"I think I will put a little bit of sticking-plaster on it," she continues, gravely. "It will only look like a patch; and patches are always so becoming."

"Let me go and get you a bit!" cries Essie, good-naturedly, running off.

When she returns Sir Thomas is saying, fussily: "Now, why is not that boy dressed? Always the same! Always late! Never in time for anything!"

"He is not coming, Sir Thomas; he has got a headache, and is gone to lie down—at least he said so," replies Constance, coldly, but casting a scrutinising glance at Esther (who is deftly, with a small pair of scissors, cutting out a little circle of sticking-plaster) as she speaks.

"Stuff and nonsense!" cries "that boy's" papa, angrily—"a pack of lies! A fine Miss Molly you have made of your son, miladi! He'll be afraid of going out shooting next year for fear of getting his feet wet!"

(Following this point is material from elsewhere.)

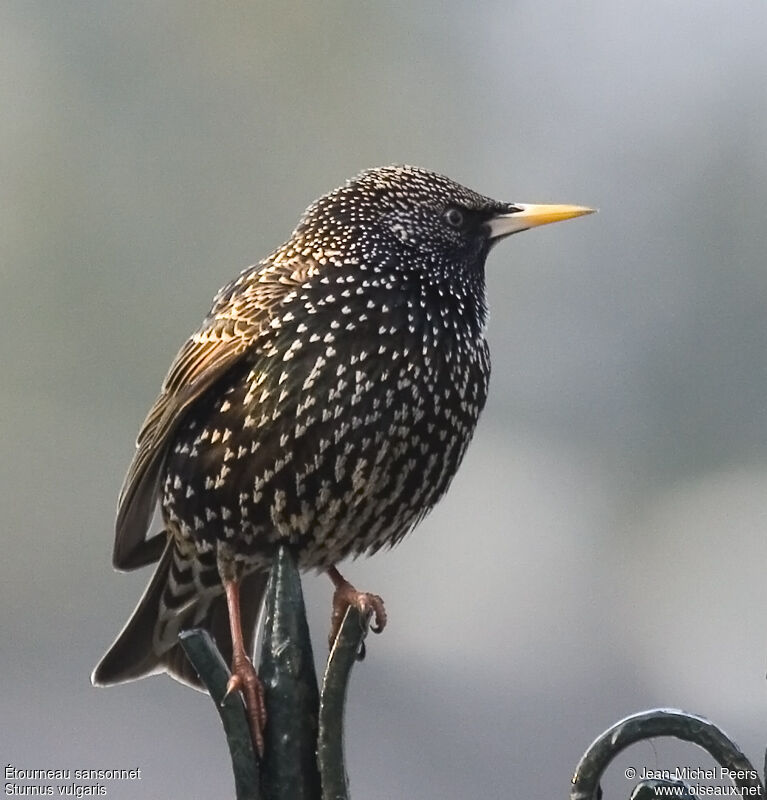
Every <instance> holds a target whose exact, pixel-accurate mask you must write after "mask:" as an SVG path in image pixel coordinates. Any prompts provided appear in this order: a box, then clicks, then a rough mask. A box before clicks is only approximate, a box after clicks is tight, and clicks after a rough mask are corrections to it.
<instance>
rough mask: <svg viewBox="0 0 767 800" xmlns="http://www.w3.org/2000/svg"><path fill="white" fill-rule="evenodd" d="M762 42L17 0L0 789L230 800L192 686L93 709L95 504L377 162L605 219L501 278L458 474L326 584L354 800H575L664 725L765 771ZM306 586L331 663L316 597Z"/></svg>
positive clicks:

"Is that about the right size?" inquires Esther, timidly, raising a pair of guilty pink cheeks, and exhibiting the result of her labours on the point of the scissors.

"Good God! miladi, do take that plaguy long tail of yours up! How the devil can I help treading on it?"

These are the last sweet words of Sir Thomas, as he follows wife and ward into the carriage. They are gone, and Essie sits down in the large empty room to await the resurrection of her lover. The sort of shy half-fear which always assails her at his expected approach comes over her more strongly than ever. A distant door bangs faintly somewhere about the house; then another nearer. "He is coming!" she says to herself, and the quick blood rushes tingling to her fingers' ends.

It is a hot night, and the tall French windows stand unshuttered and open. Some impulse of timid coquetry urges her to flee from before him: she is ashamed that he should see the plain letters of joy written on her face at his coming: she would fain have yet a few moments of the happiness of expectancy, to whose delights those of reality are but seldom comparable. From the terrace a flight of stone steps leads down, with many a twist, to the mere. In a minute Essie has run lightly down, and is standing by the water's edge.

The dahlias are nodding their round drowsy heads, and the sentinel hollyhocks stand up stiff and pompous with their clustered flower-spikes—rulers and law-givers among the flower-people; the little ripples are biting with playful tooth the low sedge-banks, and the tall bulrush forest, whence the coot and the waterhen families sailed out into life in the warm spring weather. To and fro rock the heavy, lazy, water-lily leaves, whose bloom-time is past two months ago. Through her garden, the sky, the high moon walks stately, holding her silver lamp, in whose light all things shine deliciously.